Hormon stres seperti kortisol (yang merangsang kewaspadaan) dan hormon seks kemungkinan memainkan peran. Misalnya, wanita cenderung melaporkan tidur yang lebih buruk saat berada pada fase siklus menstruasi di mana kadar estrogen dan progesteron mereka berada pada titik terendah.

Beberapa pihak berpendapat bahwa perempuan secara alami membutuhkan tidur yang lebih sedikit.

"Bagi saya, pertanyaannya adalah: Apakah kita menciptakan terlalu banyak stres untuk diri kita sendiri karena kita tidak tidur sebanyak pasangan kita, lalu menganggap tidur kita buruk padahal itu adalah profil tidur yang normal bagi kita?" kata Rowe.

Penulis berharap temuan ini dapat mendorong lebih banyak penelitian untuk menggali perbedaan biologis yang mendasarinya. Yang lebih penting lagi, mereka berharap penelitian ini akan mendorong para ilmuwan untuk mengevaluasi ulang cara mereka melakukan penelitian.

Pada tahun 2016, National Institutes of Health mulai mengharuskan para ilmuwan yang mengajukan dana penelitian hewan untuk mempertimbangkan "jenis kelamin sebagai variabel biologis." Meskipun kemajuan telah tercapai, penelitian menunjukkan bahwa bias jenis kelamin masih ada, dan hal ini dapat berdampak nyata, temuan para penulis studi ini.

Saat mereka mensimulasikan perawatan tidur yang paling efektif untuk perempuan, mereka menemukan bahwa hasil tersebut hanya tercermin dengan akurat jika ukuran sampel terdiri secara seimbang antara laki-laki dan perempuan.

Kesimpulannya, jika perempuan kurang terwakili, obat yang paling efektif untuk mereka bisa tampak tidak efektif, atau efek samping yang paling terasa bisa terabaikan.

"Proses dari laboratorium ke ranjang rumah sakit memakan waktu bertahun-tahun, dan seringkali apa yang berhasil pada hewan gagal pada uji klinis.

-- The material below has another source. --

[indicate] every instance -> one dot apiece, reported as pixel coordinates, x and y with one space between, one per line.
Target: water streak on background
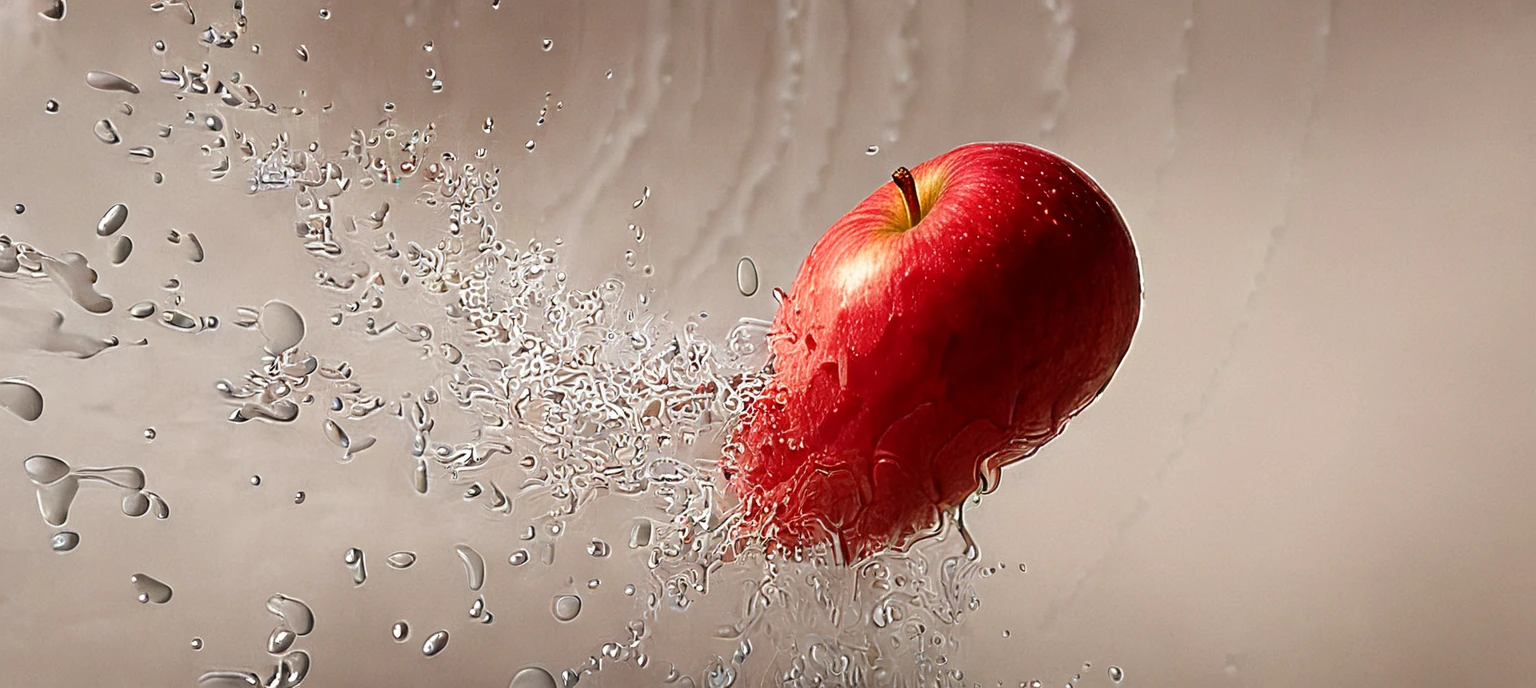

Apakah ini memakan waktu lama karena jenis kelamin tidak cukup dipertimbangkan?" ujar Rowe.

Penulis mengimbau para peneliti untuk melibatkan kedua jenis kelamin secara setara jika memungkinkan, menganalisis data untuk pria dan wanita secara terpisah, serta mengevaluasi ulang studi-studi sebelumnya yang kurang melibatkan perempuan.

"Temuan paling mengejutkan di sini bukan bahwa tikus jantan dan betina tidur berbeda. Yang mengejutkan adalah bahwa tidak ada yang menunjukkan hal ini dengan seksama hingga sekarang," kata Rowe. "Seharusnya kita sudah mengetahuinya jauh sebelum 2024."